How to determine whether a debt management program is a right move for you
Using a financial obligation management plan for dealing with your financial troubles may be a good idea if:
- You feel like you need some additional help in dealing with your creditors – someone who can negotiate better terms for your obligations on your behalf
- You are able to afford the monthly payment of your financial obligations such as rent, mortgage, and council tax, as well as your living costs, but you have trouble keeping up with other debts such as credit card balances and different loans.
- Having a single monthly bill instead of many will have a positive impact on your budget management
When you are making your choice, you need to be fully aware of the way that a debt management program is going to impact your financial situation. You need to understand that a DMP may:
- The service may extend your debt’s repayment period because of your reduced monthly payment. With that, you may actually end up paying a bigger amount of money than you would without using this service.
- There is no guarantee that your creditors are going to freeze the charges and interest on your financial obligations. This means that the actual amount of money that you owe may not go down as much as you would think that it would.
- Your financial obligations management company may charge you some fees. However, there are many agencies who operate with minimum fees.
- There is the possibility that your creditors may refuse to co-operate.

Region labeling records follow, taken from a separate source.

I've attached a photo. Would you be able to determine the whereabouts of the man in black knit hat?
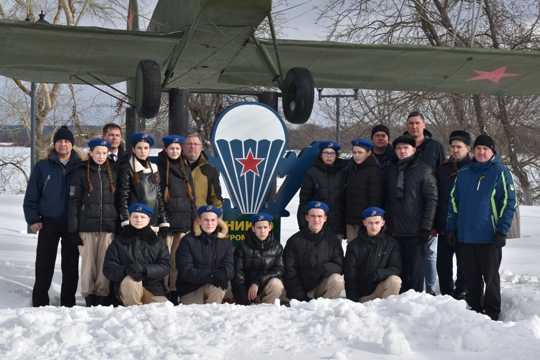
[23,126,86,307]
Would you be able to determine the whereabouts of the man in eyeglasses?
[296,141,345,240]
[182,133,223,210]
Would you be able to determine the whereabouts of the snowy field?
[0,190,540,360]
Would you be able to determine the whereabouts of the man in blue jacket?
[446,135,516,320]
[23,126,85,307]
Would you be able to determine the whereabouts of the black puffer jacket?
[231,229,285,305]
[385,154,437,237]
[103,225,171,296]
[343,228,401,302]
[176,225,234,296]
[283,226,343,301]
[296,156,345,234]
[157,151,197,232]
[433,155,471,234]
[117,156,169,230]
[345,154,383,225]
[68,159,116,233]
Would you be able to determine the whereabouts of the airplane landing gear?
[135,60,161,119]
[282,67,315,124]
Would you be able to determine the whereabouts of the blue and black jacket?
[446,154,516,244]
[23,147,86,225]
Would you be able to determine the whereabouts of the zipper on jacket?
[476,175,485,191]
[98,165,103,232]
[41,175,51,192]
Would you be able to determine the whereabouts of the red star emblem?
[236,149,264,176]
[467,66,521,84]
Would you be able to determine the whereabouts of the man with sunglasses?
[182,133,223,210]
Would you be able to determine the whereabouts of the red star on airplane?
[236,149,264,176]
[467,66,521,84]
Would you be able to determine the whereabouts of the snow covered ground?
[0,195,540,360]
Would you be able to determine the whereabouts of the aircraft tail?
[127,0,140,31]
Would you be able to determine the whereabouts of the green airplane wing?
[0,20,183,84]
[219,40,540,95]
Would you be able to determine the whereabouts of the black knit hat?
[448,130,472,146]
[371,124,390,139]
[53,125,75,145]
[392,135,416,149]
[473,134,495,152]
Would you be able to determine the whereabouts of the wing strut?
[73,74,131,106]
[161,7,203,88]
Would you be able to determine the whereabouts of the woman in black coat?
[68,139,116,306]
[345,139,383,242]
[157,135,197,305]
[297,141,345,240]
[117,133,169,235]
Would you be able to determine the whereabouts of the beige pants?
[358,275,401,302]
[120,275,167,306]
[346,224,360,244]
[308,274,344,299]
[180,284,225,305]
[254,278,283,304]
[79,232,114,297]
[165,232,187,292]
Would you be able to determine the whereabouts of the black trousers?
[437,235,467,297]
[461,244,502,320]
[396,236,425,293]
[32,219,79,307]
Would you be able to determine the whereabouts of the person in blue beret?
[103,203,171,306]
[345,138,383,242]
[117,133,170,239]
[176,204,234,305]
[231,212,285,305]
[283,200,343,301]
[343,206,401,303]
[68,138,117,306]
[157,134,197,305]
[296,141,346,240]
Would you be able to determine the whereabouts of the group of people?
[24,112,516,320]
[23,124,222,307]
[298,112,516,320]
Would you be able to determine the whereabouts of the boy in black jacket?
[344,206,401,303]
[232,213,285,305]
[103,203,171,306]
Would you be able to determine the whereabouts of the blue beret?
[88,138,111,149]
[362,206,384,219]
[351,139,373,150]
[161,135,186,146]
[249,213,274,224]
[197,205,221,217]
[319,141,341,151]
[129,203,154,216]
[304,200,330,214]
[129,133,155,146]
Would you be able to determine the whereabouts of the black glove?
[495,232,506,250]
[158,226,169,240]
[305,266,324,284]
[446,230,457,246]
[210,268,229,290]
[124,263,146,282]
[361,271,380,289]
[418,229,431,244]
[69,232,84,246]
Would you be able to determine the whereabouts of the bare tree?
[320,0,540,205]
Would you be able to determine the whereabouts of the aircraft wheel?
[135,60,161,119]
[281,67,315,124]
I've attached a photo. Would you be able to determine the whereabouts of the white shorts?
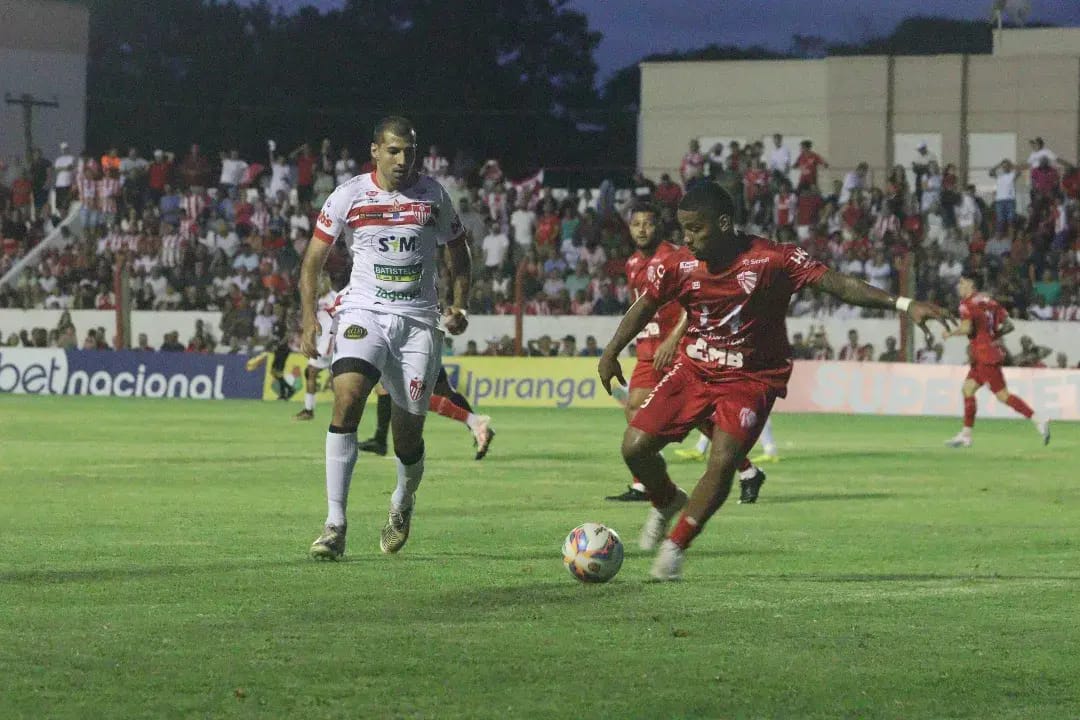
[334,309,443,416]
[308,312,337,370]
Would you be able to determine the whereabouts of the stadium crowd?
[0,135,1080,356]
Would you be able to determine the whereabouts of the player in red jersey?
[597,182,950,581]
[942,273,1050,448]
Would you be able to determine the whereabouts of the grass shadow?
[761,492,900,505]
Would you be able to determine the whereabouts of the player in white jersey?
[300,117,472,559]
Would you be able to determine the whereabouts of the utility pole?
[3,93,60,163]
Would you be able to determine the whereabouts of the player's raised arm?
[810,270,954,334]
[443,231,472,335]
[596,294,661,395]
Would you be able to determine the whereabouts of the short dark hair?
[678,182,735,218]
[372,116,416,144]
[626,200,660,218]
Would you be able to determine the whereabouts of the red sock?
[428,395,469,422]
[1005,395,1035,418]
[667,513,701,549]
[649,473,678,510]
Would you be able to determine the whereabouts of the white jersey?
[314,172,464,327]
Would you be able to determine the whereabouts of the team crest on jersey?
[411,203,431,225]
[735,270,757,295]
[739,408,757,429]
[343,325,367,340]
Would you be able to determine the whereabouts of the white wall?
[0,310,1080,367]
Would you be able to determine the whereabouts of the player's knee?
[394,437,424,465]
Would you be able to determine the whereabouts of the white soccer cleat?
[649,540,686,583]
[945,433,971,448]
[1035,420,1050,445]
[637,488,689,551]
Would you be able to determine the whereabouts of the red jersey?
[626,241,683,362]
[648,235,828,397]
[960,293,1009,365]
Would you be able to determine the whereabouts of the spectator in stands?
[160,330,186,353]
[792,332,813,359]
[1015,335,1053,367]
[678,140,705,188]
[878,336,903,363]
[840,328,862,361]
[795,140,828,191]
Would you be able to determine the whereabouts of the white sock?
[739,465,757,480]
[760,418,777,456]
[390,456,423,510]
[326,431,356,527]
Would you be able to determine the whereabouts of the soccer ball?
[563,522,622,583]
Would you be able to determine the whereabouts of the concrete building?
[0,0,90,162]
[637,28,1080,191]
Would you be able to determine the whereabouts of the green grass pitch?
[0,396,1080,720]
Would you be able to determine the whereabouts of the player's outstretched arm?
[811,270,954,334]
[596,295,660,395]
[942,318,971,340]
[300,235,333,358]
[443,233,472,335]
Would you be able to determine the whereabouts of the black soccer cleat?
[356,437,387,456]
[604,485,649,503]
[739,470,765,505]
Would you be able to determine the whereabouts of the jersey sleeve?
[435,186,462,245]
[643,253,683,305]
[779,244,828,290]
[313,188,349,245]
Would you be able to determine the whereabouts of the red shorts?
[630,357,664,390]
[630,363,777,451]
[968,365,1005,393]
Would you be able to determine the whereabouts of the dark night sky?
[276,0,1080,80]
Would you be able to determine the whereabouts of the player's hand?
[652,340,678,370]
[300,317,322,359]
[907,300,956,338]
[596,353,626,395]
[443,308,469,335]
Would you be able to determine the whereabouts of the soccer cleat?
[637,488,690,551]
[470,415,495,460]
[379,501,416,554]
[675,448,705,462]
[604,485,649,503]
[945,433,971,448]
[356,437,387,456]
[649,539,686,583]
[309,525,347,560]
[1035,420,1050,445]
[739,468,765,505]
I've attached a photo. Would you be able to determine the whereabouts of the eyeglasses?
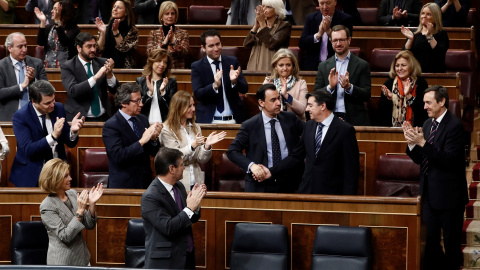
[130,99,142,105]
[331,38,347,43]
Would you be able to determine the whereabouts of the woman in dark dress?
[402,3,449,73]
[34,1,80,68]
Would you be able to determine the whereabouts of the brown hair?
[38,158,70,193]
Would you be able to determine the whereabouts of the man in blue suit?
[10,80,85,187]
[192,29,248,124]
[102,83,163,188]
[298,0,353,71]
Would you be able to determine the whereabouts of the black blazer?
[298,10,353,71]
[141,178,200,269]
[227,112,305,192]
[407,111,468,210]
[313,53,372,126]
[270,116,360,195]
[136,76,177,122]
[192,54,248,124]
[102,111,160,188]
[61,55,120,121]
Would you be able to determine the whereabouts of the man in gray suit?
[141,147,207,269]
[61,32,119,122]
[0,32,47,121]
[313,25,371,126]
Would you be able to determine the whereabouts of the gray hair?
[5,32,25,49]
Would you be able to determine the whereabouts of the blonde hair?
[165,90,200,141]
[262,0,287,20]
[142,48,173,78]
[388,50,422,81]
[270,48,300,80]
[38,158,70,193]
[158,1,178,24]
[415,2,443,35]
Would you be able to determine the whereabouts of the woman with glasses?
[243,0,292,71]
[160,90,227,192]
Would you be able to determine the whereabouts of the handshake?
[250,164,272,182]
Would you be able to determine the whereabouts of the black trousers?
[422,195,465,270]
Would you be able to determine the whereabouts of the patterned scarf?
[273,75,297,111]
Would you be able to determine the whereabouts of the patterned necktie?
[86,63,100,117]
[213,60,224,113]
[172,186,193,252]
[129,117,142,139]
[17,62,28,108]
[315,123,325,157]
[422,120,438,174]
[269,119,282,166]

- Using this service will most likely show on your credit record, which may significantly lower your chances of getting financial assistance in the future.

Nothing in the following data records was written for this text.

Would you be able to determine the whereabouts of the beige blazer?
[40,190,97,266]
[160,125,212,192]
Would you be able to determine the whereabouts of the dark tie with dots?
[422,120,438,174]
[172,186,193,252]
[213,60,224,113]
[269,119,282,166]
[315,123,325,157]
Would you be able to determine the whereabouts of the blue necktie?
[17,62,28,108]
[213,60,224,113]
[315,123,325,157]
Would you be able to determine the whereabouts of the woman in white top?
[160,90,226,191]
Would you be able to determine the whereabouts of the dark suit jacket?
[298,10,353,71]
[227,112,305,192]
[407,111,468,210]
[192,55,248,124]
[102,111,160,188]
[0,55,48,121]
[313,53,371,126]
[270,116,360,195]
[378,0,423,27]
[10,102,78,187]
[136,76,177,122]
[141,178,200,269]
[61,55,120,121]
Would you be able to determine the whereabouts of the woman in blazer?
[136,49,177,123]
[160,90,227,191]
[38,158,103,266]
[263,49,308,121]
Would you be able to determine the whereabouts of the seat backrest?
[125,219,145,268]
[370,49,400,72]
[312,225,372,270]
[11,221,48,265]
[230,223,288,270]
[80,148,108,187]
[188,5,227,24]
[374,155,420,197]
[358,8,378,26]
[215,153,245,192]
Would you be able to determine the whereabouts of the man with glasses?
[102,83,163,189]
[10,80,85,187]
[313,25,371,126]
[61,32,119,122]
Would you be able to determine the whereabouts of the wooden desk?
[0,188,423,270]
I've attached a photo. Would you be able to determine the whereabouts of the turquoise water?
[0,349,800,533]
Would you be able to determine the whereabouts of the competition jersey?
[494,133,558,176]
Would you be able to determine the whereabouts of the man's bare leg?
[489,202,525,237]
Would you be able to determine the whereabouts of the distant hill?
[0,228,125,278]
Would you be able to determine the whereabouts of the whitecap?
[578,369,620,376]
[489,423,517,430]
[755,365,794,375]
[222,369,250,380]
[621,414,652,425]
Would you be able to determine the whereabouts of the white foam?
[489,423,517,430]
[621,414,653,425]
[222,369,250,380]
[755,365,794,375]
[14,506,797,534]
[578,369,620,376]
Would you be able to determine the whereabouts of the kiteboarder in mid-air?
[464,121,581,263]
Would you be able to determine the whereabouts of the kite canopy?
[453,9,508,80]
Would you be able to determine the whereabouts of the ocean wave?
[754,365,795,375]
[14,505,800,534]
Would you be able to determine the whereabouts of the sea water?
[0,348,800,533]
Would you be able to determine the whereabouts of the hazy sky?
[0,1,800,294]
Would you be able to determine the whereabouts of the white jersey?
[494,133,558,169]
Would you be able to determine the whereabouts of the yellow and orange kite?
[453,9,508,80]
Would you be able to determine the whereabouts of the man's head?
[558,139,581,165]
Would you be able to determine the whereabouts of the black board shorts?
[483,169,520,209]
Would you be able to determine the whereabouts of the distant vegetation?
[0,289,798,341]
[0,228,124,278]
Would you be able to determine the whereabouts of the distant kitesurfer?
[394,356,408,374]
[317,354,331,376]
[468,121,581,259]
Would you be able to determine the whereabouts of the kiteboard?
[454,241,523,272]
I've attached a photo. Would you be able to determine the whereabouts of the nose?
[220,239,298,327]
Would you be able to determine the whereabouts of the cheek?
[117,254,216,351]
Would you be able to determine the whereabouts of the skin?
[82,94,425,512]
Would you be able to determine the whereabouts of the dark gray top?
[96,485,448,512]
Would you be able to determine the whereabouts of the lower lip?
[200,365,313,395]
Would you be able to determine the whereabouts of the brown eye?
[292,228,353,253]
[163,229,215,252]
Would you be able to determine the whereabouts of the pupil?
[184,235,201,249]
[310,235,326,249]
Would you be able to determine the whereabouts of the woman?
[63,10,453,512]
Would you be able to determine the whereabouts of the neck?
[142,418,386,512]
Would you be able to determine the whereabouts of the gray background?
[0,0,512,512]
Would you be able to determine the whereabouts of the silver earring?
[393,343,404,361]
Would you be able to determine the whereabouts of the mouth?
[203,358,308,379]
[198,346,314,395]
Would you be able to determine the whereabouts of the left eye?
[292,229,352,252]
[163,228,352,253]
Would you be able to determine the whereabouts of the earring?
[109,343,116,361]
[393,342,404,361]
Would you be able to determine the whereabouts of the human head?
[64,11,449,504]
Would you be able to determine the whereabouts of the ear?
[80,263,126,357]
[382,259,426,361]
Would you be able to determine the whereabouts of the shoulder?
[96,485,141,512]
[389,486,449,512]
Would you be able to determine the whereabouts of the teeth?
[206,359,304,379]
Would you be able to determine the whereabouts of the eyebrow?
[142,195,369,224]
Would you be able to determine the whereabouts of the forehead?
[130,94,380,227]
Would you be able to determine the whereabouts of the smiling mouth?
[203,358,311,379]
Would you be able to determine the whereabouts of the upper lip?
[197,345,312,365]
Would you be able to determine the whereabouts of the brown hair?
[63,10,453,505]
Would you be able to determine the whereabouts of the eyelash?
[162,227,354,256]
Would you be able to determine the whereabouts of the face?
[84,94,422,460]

If you are not sure that these terms are right for you, it may be for the best if you consider some alternatives.
Alternatives to DMP
If you feel like a debt management program is not the best option for you, you may want to consider some alternatives for consolidating multiple bills. Probably the best alternative for many borrowers is to use a debt consolidation loan. This type of consolidation is similar to DMP. However, with financial obligation consolidation loans, you are not only combining all your current loans into a single monthly bill, you are also shuffling them onto a brand new loan.